NASA’s Voyager 1 spacecraft is officially the first human-made object to venture into interstellar space. The 36-year-old probe is about 19 billion kilometres from our sun.

New data indicate Voyager 1 has been travelling for about one year through the plasma, or ionised gas, present in the space between the stars. Voyager is in a transitional region immediately outside the solar bubble where some effects from the sun are still evident. A report on the analysis of this new data, an effort led by Don Gurnett and the plasma wave science team at The University of Iowa, Iowa City, was published recently in the journal Science.

“The crossing is like Voyager leaving the hot, million-degree atmosphere of the sun and entering into a region dominated by the ‘cold’, 5,000-degree atmosphere of the galaxy,” says Stamatios Krimigis of Johns Hopkins University Applied Physics Laboratory (APL), the principal investigator for Voyager’s Low-Energy Charged Particle (LECP) instrument. Voyager 1 first detected the pressure of interstellar space on the heliosphere, the bubble of charged particles surrounding the sun that reaches far beyond the outer planets, in 2004. Scientists then ramped up their search for evidence of the spacecraft’s interstellar arrival, knowing that data analysis and interpretation could take months or years. Until mid-2010, the intensity of particles originating from inside the solar system had been holding steady. But in 2011 the intensity of those energetic particles (measured by the LECP instrument) began declining, as though they were leaking into interstellar space, and the radial expansion velocity of the solar wind went to zero.

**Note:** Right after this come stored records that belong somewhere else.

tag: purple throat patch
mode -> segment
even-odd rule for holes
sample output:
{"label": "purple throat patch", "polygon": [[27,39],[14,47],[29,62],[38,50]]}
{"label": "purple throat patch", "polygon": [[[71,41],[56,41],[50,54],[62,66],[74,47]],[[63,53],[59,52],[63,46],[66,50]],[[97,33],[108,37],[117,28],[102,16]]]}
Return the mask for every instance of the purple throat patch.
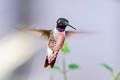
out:
{"label": "purple throat patch", "polygon": [[57,27],[57,30],[60,31],[60,32],[65,31],[65,29],[61,29],[59,27]]}

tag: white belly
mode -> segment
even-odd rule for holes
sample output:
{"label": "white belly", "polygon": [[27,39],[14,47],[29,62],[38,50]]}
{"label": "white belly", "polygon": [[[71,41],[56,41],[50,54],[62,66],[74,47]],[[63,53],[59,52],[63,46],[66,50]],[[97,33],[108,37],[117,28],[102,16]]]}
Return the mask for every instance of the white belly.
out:
{"label": "white belly", "polygon": [[54,28],[54,30],[53,30],[53,36],[54,36],[55,38],[57,38],[57,37],[59,37],[60,35],[63,35],[63,36],[65,37],[65,31],[59,32],[56,28]]}
{"label": "white belly", "polygon": [[48,55],[48,57],[52,56],[52,53],[53,53],[53,50],[48,47],[47,48],[47,55]]}

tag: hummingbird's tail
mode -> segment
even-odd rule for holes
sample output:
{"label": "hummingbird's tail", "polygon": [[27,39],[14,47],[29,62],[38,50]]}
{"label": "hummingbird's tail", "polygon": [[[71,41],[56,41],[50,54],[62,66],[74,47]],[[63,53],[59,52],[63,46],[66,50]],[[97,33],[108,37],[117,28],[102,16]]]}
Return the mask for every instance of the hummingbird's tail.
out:
{"label": "hummingbird's tail", "polygon": [[46,60],[45,60],[44,67],[48,67],[48,66],[49,66],[49,63],[48,63],[48,56],[46,56]]}
{"label": "hummingbird's tail", "polygon": [[46,56],[44,67],[46,68],[46,67],[48,67],[50,65],[50,67],[53,68],[54,64],[55,64],[55,61],[56,61],[56,57],[55,57],[55,59],[51,63],[49,63],[48,62],[48,56]]}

Readings over the past year showed that solar particles had essentially all left and galactic particle intensities increased dramatically, says Matthew Hill, an LECP team member and space physicist at APL.

But without a plasma sensor that could regularly measure the density, temperature and speed of plasma, Voyager scientists looked to the magnetic field, which did not change direction at all, seemingly indicating that the intrepid probe remained in the solar magnetic field. That changed when an unexpected gift from the sun allowed Voyager 1 to make measurements of its plasma environment.

A coronal mass ejection—or a massive burst of solar wind and magnetic fields—that erupted from the sun in March 2012 provided scientists with the data they needed. When the material eventually arrived at Voyager 1’s location 13 months later, in April 2013, the plasma around the spacecraft began to vibrate like a violin string. On April 9, Voyager 1’s plasma wave instrument detected the movement.

The particular oscillations meant the spacecraft was bathed in plasma more than 40 times denser than what it had encountered in the outer layer of the heliosphere. Density of this sort is to be expected in interstellar space.